Early voting has grow dramatically over the last few election cycles and reading the tea leaves is becoming a cottage industry. Today we see genuinely positive news for the Romney campaign regarding absentee voting in Virginia with a few caveats outlined at the very bottom. An analysis of absentee voting in Virginia reveals the following:
Early absentee ballot in Virginia is brisk in cities and counties that voted Republican in the last presidential election, according to a breakdown of absentee ballots cast so far this year for the November 6 election. As of Friday, the State Board of Elections reports that 60,612 voters had mailed in an absentee ballot or cast an absentee vote in person since September 21. This year, Virginia Republicans are mobilizing supporters to “vote early” this year, to avoid a repeat of 2008 when Obama won nearly two-thirds of the 511,933 absentee ballots cast in Virginia.
- Seven of the 10 localities reporting the fastest rate of absentee voting this year compared to four years ago were won by Republican John McCain.
- Seven of the 10 localities reporting the slowest pace of absentee balloting this year were carried by Democrat Barack Obama.
The lessons from this analysis are more stark if you look at them in reverse. The “slow” Obama localities lead you to draw inferences that enthusiasm is way down for Obama, which is consistent with everything we see in polls. When you combine that with the “fast” McCain localities you see high enthusiasm in GOP hotbeds which exacerbates the bad news for Obama and good news for Romney. These types of changes are huge considering one of the ways Obama won so decisively in 2008 was the volume of votes he banked before election day often creating insurmountable advantages.
|LOCALITIES WITH THE MOST BRISK ABSENTEE VOTING||LOCALITIES WITH THE SLOWEST RATE OF ABSENTEE VOTING|
BTW: On the “slowest localities” I think the chart is supposed to be in reverse order but I just used the original graphics.
I do genuinely believe the above analysis is correct and Romney 2012 is capturing the enthusiasm wave mentioned. However, evidence like the above is why I am hesitant to blog early voting. The takeaways are really anecdotal not certain, meaning they can lead you to draw logical inferences that may be completely untrue beneath the surface.
If you take the exact same numbers from above, you could argue something very different is going on. Every poll shows Barack Obama has his base locked up, even moreso than Romney. And many of these demographics support him to such high levels he has little room to find more votes among those groups. So if Obama is going to find votes he needs to send his ground troops into red areas and make certain every last Obama person in an otherwise red area votes. The way to do that is a) find them, and b) convince them to vote early. To be clear Obama achieved this to wonderful success in 2008 and there is little reason to believe he can’t do similar in 2012. To assume otherwise is hubris and politically dangerous. Under this analysis, Team Obama who has a history of success in early voting may be achieving the same success as 2008, but now they’re doing it in red areas. So the “fast” red localities are really just the vaunted Obama ground game playing on their opponent’s turf while the “slow” Obama localities are are areas where Obama is confident those votes are locked up in his favor and they can get attention later in the race. this is how a Democrat might see the exact same numbers and they are not necessarily wrong.
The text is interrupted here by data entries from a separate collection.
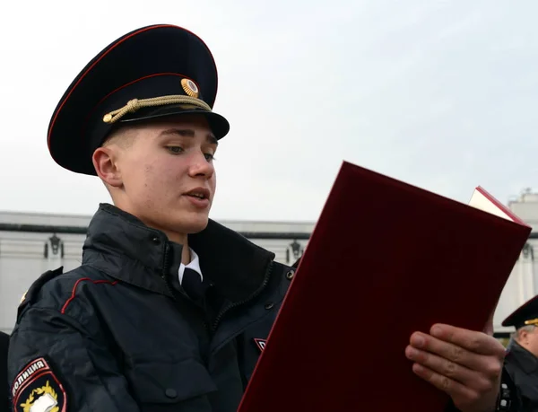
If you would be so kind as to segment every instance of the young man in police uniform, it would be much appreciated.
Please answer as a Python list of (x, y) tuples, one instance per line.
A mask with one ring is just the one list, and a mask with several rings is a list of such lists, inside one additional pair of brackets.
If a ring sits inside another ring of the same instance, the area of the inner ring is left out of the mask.
[(502, 325), (516, 328), (505, 364), (519, 389), (522, 410), (538, 412), (538, 296), (514, 311)]
[[(213, 156), (229, 131), (212, 111), (216, 93), (205, 44), (156, 25), (105, 48), (62, 97), (50, 153), (99, 176), (114, 206), (93, 216), (82, 266), (43, 275), (19, 309), (15, 410), (237, 409), (293, 270), (208, 220)], [(417, 375), (464, 412), (504, 405), (496, 339), (447, 325), (429, 332), (402, 348)]]

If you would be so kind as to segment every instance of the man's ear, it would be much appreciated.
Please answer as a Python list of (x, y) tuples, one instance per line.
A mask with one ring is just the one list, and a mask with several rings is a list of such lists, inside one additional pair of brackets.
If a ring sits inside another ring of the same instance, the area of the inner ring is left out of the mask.
[(119, 188), (123, 184), (121, 172), (117, 167), (118, 147), (108, 145), (93, 152), (91, 160), (97, 175), (107, 184)]

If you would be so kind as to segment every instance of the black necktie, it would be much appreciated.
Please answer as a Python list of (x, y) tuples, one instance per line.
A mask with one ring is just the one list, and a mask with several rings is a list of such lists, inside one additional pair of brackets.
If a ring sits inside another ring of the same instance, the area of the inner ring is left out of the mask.
[(183, 272), (181, 286), (193, 301), (199, 301), (204, 298), (205, 286), (202, 282), (202, 276), (195, 270), (186, 267)]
That said, I do not believe this second analysis is accurate based on the nature of Obama’s campaign strategy which is a base turnout. Obama does not campaign in Battleground Counties like Romney does, his campaign is one of division towards targeted Democrat demographics not reaching out to red areas, and these findings are consistent the enthusiasm gap we see nationwide. I only point out this alternative, and defensible, view point so we don’t get too far ahead of ourselves over metrics that while positive for the GOP are not as certain to achieve the results glass-half-full partisans might think.